En avril, les exportations chinoises ont, de manière inattendue, fortement augmenté, tandis que les importations ont atteint leur niveau le plus élevé en une décennie. Cependant, les analystes estiment que les exportations ont presque atteint leur pic périodique.

L’Administration générale des douanes chinoise a déclaré, vendredi 7 mai, que les exportations en dollars avaient augmenté de 32,3% en glissement annuel pour atteindre 263,82 milliards de dollars, dépassant ainsi les prévisions des analystes, qui étaient de 24,1%, ainsi que le taux de 30,6% relevé en mars.

La forte reprise économique aux Etats-Unis et l’arrêt de la production manufacturière dans d’autres pays frappés par la pandémie de coronavirus ont stimulé la demande pour les produits chinois, ont expliqué les analystes.

Selon l’agence Reuters, Zhang Zhiwei, économiste de Pinpoint Asset Management, a déclaré que les exportations chinoises avaient à nouveau dépassé les attentes, et que cela s’expliquait par la reprise économique aux États-Unis et la crise sanitaire du Covid-19 en Inde. Les commandes sont donc transférées vers la Chine, ce qui serait, d’après lui, la cause de cette situation.

Il a ensuite ajouté que la croissance des exportations devrait demeurer forte aux deuxième trimestre, car les deux facteurs cités ci-dessus devraient rester favorables aux fabricants chinois. Les exportations devraient donc constituer un pilier fondamental à la croissance de la Chine cette année.

Ces chiffres ont également poussé le yuan et la hausse, et fait monter les actions en Chine ainsi que dans d’autres marchés asiatiques.

En avril, les importations chinoises ont également connu une croissance impressionnante, avec une augmentation de 43,1%. C’est le taux le plus rapide depuis janvier 2011. En mars 2021, il s’élevait à 38,1%.

Cependant, Zhang Yi, économiste chez China Overseas Shengrong Capital Management Co., Ltd., a déclaré qu’à mesure que la Chine réduirait son soutien à sa politique budgétaire, la forte croissance des importations pourrait être maintenue grâce à l’inflation des prix.

« Il faut souligner que la croissance rapide actuelle en glissement annuel est largement attribuable à la croissance négative d’il y a un an.
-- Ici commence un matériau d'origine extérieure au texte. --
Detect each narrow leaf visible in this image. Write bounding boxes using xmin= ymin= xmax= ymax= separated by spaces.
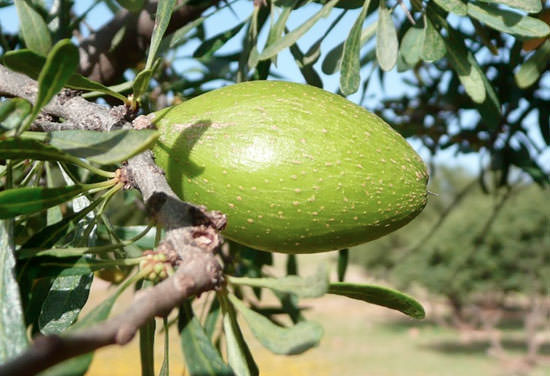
xmin=117 ymin=0 xmax=144 ymax=12
xmin=145 ymin=0 xmax=176 ymax=70
xmin=478 ymin=0 xmax=542 ymax=13
xmin=434 ymin=0 xmax=468 ymax=16
xmin=337 ymin=248 xmax=349 ymax=282
xmin=445 ymin=29 xmax=487 ymax=103
xmin=40 ymin=279 xmax=133 ymax=376
xmin=228 ymin=294 xmax=323 ymax=355
xmin=0 ymin=98 xmax=32 ymax=133
xmin=222 ymin=297 xmax=260 ymax=376
xmin=32 ymin=39 xmax=79 ymax=125
xmin=399 ymin=26 xmax=424 ymax=66
xmin=229 ymin=264 xmax=329 ymax=298
xmin=329 ymin=282 xmax=426 ymax=319
xmin=193 ymin=18 xmax=248 ymax=58
xmin=0 ymin=220 xmax=27 ymax=364
xmin=376 ymin=1 xmax=399 ymax=72
xmin=38 ymin=266 xmax=93 ymax=334
xmin=468 ymin=3 xmax=550 ymax=38
xmin=178 ymin=302 xmax=235 ymax=376
xmin=422 ymin=15 xmax=447 ymax=62
xmin=15 ymin=0 xmax=52 ymax=56
xmin=259 ymin=0 xmax=339 ymax=60
xmin=3 ymin=49 xmax=126 ymax=102
xmin=340 ymin=0 xmax=370 ymax=96
xmin=133 ymin=69 xmax=153 ymax=99
xmin=514 ymin=40 xmax=550 ymax=89
xmin=0 ymin=185 xmax=86 ymax=219
xmin=321 ymin=22 xmax=377 ymax=74
xmin=23 ymin=129 xmax=159 ymax=165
Le taux de croissance moyen sur deux ans n’est que de 10%. Ce n’est pas très élevé ».

Selon les prédictions des analystes, la Covid-19 ayant largement perturbé les chaînes mondiales d’approvisionnement, ralenti les flux de marchandises et augmenté les coûts de transport, la croissance économique de la Chine connaîtra un ralentissement record de 18,3% au premier trimestre.
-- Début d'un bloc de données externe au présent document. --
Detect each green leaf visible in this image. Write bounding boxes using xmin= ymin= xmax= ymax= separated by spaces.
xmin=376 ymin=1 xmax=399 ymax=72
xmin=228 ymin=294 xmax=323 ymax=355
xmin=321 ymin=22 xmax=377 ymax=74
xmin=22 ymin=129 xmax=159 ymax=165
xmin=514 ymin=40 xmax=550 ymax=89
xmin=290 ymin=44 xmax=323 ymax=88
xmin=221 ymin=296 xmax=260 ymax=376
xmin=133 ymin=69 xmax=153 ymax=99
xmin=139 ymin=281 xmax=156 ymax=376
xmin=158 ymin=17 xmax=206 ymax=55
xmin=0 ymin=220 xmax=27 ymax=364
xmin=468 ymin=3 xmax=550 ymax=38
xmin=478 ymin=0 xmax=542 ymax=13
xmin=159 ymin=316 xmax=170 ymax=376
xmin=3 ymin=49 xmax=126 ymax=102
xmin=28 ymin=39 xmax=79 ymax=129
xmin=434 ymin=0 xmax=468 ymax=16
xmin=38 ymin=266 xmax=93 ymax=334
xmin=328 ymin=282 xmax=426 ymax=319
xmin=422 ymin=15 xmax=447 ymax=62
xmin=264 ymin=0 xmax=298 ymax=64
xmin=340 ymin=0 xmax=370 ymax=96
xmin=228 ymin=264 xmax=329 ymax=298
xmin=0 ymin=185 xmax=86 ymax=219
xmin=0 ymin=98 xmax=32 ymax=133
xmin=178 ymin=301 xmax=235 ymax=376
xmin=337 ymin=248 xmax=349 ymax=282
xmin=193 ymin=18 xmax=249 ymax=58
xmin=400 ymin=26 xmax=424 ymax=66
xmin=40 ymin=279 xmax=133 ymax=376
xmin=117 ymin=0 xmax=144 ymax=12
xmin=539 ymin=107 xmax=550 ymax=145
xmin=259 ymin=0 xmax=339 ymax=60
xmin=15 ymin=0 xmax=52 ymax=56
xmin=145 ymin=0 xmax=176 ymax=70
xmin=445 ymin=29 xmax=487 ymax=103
« Malgré les perspectives optimistes de la demande et le soutien politique, on s’attend à ce que les contraintes du côté de l’offre se poursuivent pendant un certain temps. Elles comprennent la pénurie mondiale de puces, des interruptions d’expédition, le manque de porte-conteneurs et la flambée des prix du transport », a déclaré Christina Zhu, économiste chez Moody’s Analytics, le 6 mai.

La semaine dernière, l’indice des directeurs d’achat pour l’activité manufacturière chinoise a montré, qu’en avril, et en raison des contraintes de production, le taux de croissance de l’activité des usines a ralenti par rapport au mois d’avant.